Some scientists believe that immunizing children against chickenpox increases the risk of shingles in adults who were not themselves immunized during childhood. This is because when adults care for children sick with chickenpox, it reboosts their own immunity that keeps the virus in their nerve cells from reactivating as shingles. With fewer children coming down with chickenpox, there are fewer opportunities for this "reboosting" of adult immunity, and so there may be more shingles cases for the next 40-50 years.

shingles prevention vaccine

In May 2006, the Food and Drug Administration approved a VZV vaccine (Zostavax) for use in people 60 and older who have had chickenpox. When the vaccine becomes more widely available, many older adults will for the first time have a means of preventing shingles.

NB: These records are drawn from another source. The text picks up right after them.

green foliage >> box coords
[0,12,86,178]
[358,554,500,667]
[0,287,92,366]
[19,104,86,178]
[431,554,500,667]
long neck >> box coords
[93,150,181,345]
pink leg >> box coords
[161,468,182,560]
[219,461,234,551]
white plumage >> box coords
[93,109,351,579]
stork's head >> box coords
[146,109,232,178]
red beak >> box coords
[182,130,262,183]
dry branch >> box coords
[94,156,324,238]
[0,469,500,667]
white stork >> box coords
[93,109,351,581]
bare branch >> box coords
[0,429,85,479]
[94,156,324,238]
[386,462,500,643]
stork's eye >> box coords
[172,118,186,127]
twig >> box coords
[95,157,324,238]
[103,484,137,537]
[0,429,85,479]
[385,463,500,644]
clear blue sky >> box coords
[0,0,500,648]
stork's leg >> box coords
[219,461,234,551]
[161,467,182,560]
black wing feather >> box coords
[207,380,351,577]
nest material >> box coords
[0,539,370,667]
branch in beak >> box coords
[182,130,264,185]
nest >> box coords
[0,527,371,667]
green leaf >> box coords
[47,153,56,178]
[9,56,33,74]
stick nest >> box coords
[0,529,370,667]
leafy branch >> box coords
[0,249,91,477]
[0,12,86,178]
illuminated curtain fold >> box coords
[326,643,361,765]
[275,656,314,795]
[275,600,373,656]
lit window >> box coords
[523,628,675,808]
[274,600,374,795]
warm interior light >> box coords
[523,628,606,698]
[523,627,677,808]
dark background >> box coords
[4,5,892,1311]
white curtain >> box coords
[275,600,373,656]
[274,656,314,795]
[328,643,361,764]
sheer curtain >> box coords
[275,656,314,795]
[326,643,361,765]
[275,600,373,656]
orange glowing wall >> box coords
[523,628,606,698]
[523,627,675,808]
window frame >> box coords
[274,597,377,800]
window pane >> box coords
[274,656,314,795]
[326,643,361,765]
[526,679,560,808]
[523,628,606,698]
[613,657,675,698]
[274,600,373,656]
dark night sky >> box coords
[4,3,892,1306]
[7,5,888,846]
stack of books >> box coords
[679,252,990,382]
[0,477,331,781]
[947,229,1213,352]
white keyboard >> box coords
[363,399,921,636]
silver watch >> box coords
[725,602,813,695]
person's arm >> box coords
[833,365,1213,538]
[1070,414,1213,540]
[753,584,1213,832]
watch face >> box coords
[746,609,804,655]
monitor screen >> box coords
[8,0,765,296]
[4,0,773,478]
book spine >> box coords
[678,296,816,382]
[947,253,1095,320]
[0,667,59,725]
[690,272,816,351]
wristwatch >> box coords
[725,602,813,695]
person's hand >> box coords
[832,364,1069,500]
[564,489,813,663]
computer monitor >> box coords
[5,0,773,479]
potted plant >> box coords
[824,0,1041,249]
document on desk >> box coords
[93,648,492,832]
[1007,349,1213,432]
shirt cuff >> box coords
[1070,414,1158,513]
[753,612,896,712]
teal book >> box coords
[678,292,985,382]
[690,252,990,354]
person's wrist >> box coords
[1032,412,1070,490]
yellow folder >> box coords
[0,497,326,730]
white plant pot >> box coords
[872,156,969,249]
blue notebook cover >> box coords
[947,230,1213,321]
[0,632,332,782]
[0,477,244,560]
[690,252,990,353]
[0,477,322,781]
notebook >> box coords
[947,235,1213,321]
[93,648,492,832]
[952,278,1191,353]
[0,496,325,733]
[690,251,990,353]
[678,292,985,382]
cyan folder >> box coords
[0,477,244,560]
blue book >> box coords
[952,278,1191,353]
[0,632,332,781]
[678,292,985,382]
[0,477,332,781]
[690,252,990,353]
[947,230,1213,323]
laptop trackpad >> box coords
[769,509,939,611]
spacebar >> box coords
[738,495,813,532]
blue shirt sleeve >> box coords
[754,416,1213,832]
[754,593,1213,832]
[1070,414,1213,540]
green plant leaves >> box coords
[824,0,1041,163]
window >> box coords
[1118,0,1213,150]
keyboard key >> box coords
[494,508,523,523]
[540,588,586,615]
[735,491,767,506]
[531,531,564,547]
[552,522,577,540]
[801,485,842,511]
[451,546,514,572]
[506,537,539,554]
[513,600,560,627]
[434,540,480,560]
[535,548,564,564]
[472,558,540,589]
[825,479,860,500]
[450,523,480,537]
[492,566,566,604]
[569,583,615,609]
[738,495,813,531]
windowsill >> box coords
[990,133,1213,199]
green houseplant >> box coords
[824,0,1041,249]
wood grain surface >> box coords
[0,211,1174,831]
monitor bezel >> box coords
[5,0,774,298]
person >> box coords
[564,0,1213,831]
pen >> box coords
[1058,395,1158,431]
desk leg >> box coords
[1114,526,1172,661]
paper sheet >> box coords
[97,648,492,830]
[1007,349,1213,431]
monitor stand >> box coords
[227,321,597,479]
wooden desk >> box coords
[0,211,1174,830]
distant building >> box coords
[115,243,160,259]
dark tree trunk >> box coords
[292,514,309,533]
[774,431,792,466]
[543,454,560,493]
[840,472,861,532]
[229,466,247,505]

Researchers found that giving older adults the vaccine reduced the expected number of cases of shingles by half. And in people who still got the disease despite immunization, the severity and complications of shingles were dramatically reduced. The Shingles Prevention Study - a collaboration between the Department of Veterans Affairs, the National Institute of Allergy and Infectious Diseases, and Merck & Co., Inc. - involved more than 38,000 veterans aged 60 and older.

Safe shingles prevention

The purpose was to find out how safe the vaccine is, and if it can prevent shingles. Half the study participants were vaccinated with a more potent version of the chickenpox vaccine, developed specifically for use in adults, and half received a placebo vaccine. Neither volunteers nor researchers knew if a particular subject had gotten active or placebo vaccine until after the end of the study (a double-blind study).
During more than 3 years of followup, the vaccine reduced shingles cases by 51 percent; 642 cases of shingles developed in the placebo group compared with only 315 in the vaccinated group. Pain and discomfort were reduced by 61 percent in people who received the active vaccine but still got shingles. The vaccine also reduced the number of cases of postherpetic neuralgia by two-thirds compared with the placebo.

The shingles vaccine is only a preventive therapy and not a treatment for those who already have shingles or postherpetic neuralgia.